The victims of the murders are a robbery victim who was shot after giving up his personal possessions, a shooting victim found murdered in his vehicle, an on-duty security guard shot to death on his lunch break and a 15-year-old girl found shot inside a house. Barry Donelan, the president of the Oakland Police Officers’ Association, called on Mayor Libby Schaaf and the Oakland City Council to push harder to keep perpetrators of gun violence off the streets.

“They need to collectively take a stand against the level of violence that we’re seeing here,” Donelan said. “They have to push judges and the district attorney, publicly, to keep people in jail who are caught with a firearm or shoot somebody in our city. Not send them back to the streets of Oakland.”

Donelan also said that the pandemic-related statewide emergency bail schedule change is a factor in the level of Oakland’s gun violence. The change reduced bail to $0 for most misdemeanor and lower-level felony offenses, including possession of a weapon.
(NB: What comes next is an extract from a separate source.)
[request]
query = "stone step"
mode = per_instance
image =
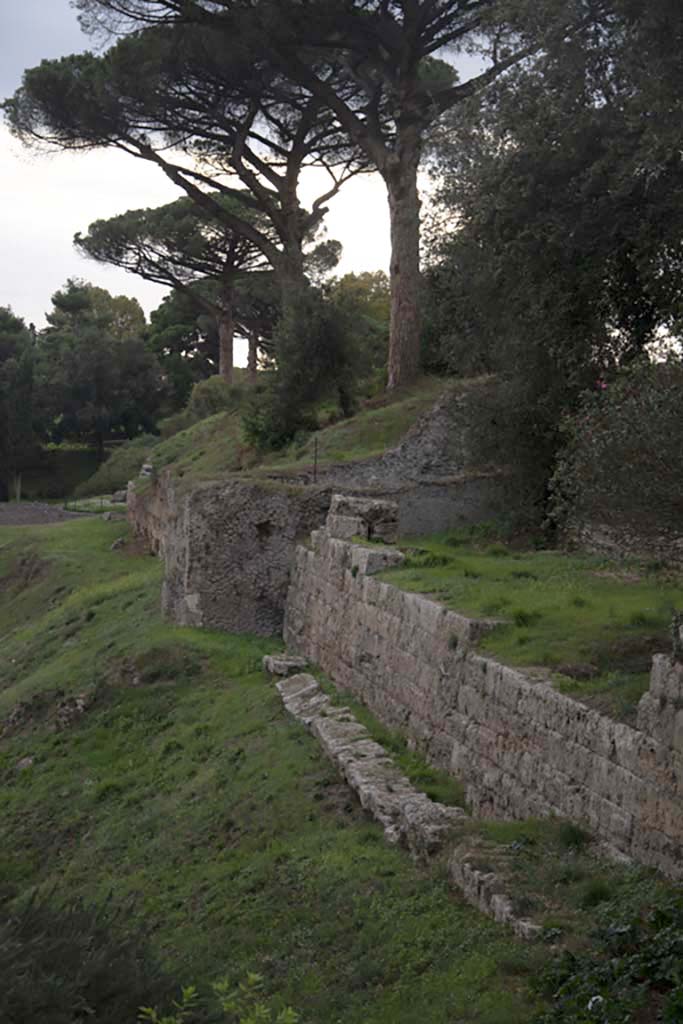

Several other local political figures weighed in on the matter.

“Far too many individuals who have been released under the emergency bail schedule continue to engage in criminal activity.” Alameda County District Attorney Nancy O’Malley’s office said in a statement to KRON. “We have seen an escalation in the seriousness of the crimes being committed after release without a bail.”

“Those changes to the bail schedule has had unintended consequences and has not made our streets safer,” Oakland Mayor Libby Schaaf said. “We join the District Attorney Nancy O’Malley in urging the Alameda Courts to revise some of the COVID Emergency Bail Policies.”

“We are working with the D.A.’s office,” Oakland City Councilmember Treva Reid said. “We certainly need to increase our call to action to the courts with the judicial system with the discretion that they have on how they implement our bail system. There’s a number of layers here, with city council, that we should be taking to ensure that we keep our community safe and protected.”